14. (175) “…the methods of protection at work for women who may be pregnant should provide a level of protection for any conceptus broadly comparable to that provided for members of the general public. This is reasonable since while the mother may have chosen to be a radiation worker, the unborn child has not made such a decision….The working conditions of a pregnant worker, after declaration of pregnancy, should be such as to make it unlikely that the additional radiation weighted dose to the fetus will exceed about 1 mSv during the remainder of the pregnancy”
a. CORAR agrees with the policy and more protection needed for an unborn child. However, the fact that the unborn child has not made a decision is not relevant. The exposure of the unborn child should not be treated any different than if the pregnancy caused the mother to have other similarly radiosensitive tissue. In either case it’s the mother who must decide whether to be a radiation worker and the government to decide on the appropriate dose constraint.
b. The appropriate dose limit should be 5 mSv (500 mrem) not 1 mSv (100 mrem) because the mother, and consequently the unborn child, derives benefit from the mother choosing to be a radiation worker.
15. (181) “…In its 1977 Recommendations for occupational exposure…the Commission used a comparison of the then estimated fatal risk associated with average worker exposures with average accident fatality rates in industries widely regarded as “safe”…..However, comparisons with average accidental death rates in industries not associated with radiation are not very satisfactory, particularly as the mortality rates apply to averages over single sectors of industries, whereas dose limits apply to individuals”.
a. Risk to radiation workers should be compared with risks to other occupational sectors. The risk assessment for radiation workers should include the total occupational risk including the risk from radiation exposure. Since the average occupational radiation exposure is likely to be comparable with natural background radiation for most occupations the component of risk for radiation will be uncertain and should be expressed as a range from zero to a plausible maximum value.
b. Comparison of the risk of long term radiation exposure at the recommended limits for individuals could be compared with the small occupational groups that are at highest acceptable risk.
16 (186) Table 9
“ 2Averaged over 1 cm2 area of skin regardless of the area exposed”.
This recommendation appears to be incompatible with other dose limits. Recent research on radiation effects for small area skin exposure from “hot” particles and skin contamination indicates that the dose should be averaged over 10 cm2 not 1 cm2 or alternatively the dose limit should be 5 Sv (500 rem) averaged over 1 cm2 (Reference NCRP Statement No.9 (see also the attached CORAR position paper).
17. (187) “This is because of the presumption that there is some risk of adverse health effect from exposures to ionizing radiation, even at small doses above the natural background.”
See above comments on sections (S6) (38) and (127). The choice of the word “presumption” appears unfortunate as the basis for scientific recommendations.
18. (207) “…the development of exclusion criteria would be beneficial in the practical application of protection and avoid the excessive regulation of radiation sources, both natural and artificial.”

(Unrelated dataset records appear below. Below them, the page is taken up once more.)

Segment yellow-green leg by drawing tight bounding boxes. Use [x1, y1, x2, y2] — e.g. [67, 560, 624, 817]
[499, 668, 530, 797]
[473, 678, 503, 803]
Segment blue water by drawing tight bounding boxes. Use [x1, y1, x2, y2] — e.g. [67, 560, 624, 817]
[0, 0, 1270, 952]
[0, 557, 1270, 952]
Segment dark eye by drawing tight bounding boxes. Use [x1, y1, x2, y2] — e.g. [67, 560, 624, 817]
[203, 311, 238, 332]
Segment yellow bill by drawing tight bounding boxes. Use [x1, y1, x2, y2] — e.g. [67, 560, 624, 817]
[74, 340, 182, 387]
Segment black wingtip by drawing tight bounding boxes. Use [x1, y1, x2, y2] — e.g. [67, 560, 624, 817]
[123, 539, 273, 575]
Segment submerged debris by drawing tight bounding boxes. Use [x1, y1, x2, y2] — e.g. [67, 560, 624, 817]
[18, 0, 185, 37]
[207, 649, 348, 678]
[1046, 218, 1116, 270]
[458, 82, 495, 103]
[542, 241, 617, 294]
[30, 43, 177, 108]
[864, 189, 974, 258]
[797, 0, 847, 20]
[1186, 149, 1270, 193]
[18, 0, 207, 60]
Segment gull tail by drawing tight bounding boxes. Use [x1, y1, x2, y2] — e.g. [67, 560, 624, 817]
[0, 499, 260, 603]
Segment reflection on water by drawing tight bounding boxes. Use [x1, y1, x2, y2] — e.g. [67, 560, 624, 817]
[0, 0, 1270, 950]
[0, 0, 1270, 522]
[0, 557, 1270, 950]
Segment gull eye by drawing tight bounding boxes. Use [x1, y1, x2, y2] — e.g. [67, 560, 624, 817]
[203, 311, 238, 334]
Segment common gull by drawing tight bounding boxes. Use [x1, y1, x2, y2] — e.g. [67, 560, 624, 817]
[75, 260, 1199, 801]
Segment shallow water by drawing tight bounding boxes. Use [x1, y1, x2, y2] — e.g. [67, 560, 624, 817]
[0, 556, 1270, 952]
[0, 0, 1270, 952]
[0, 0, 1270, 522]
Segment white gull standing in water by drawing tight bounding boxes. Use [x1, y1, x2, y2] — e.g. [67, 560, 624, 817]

a. CORAR agrees with this statement, but recommends that it should be expanded and specific benefits described.
b. Benefits of excluding low-level or uncontrollable radiation sources from regulatory control include preserving the use of limited radiation protection resources for controlling more significant exposure conditions and practices. Excessive regulation of ionizing radiation has caused many researchers to abandon the use of radioactive materials and replace them with non-radiometric methods using hazardous materials that are less safe and have greater adverse environmental impact. This topic would be a good subject for future ICRP and NCRP evaluation and report.
19. Table A1 Summary of Nominal risks and Detriment
It’s not clear what units apply to these parameters.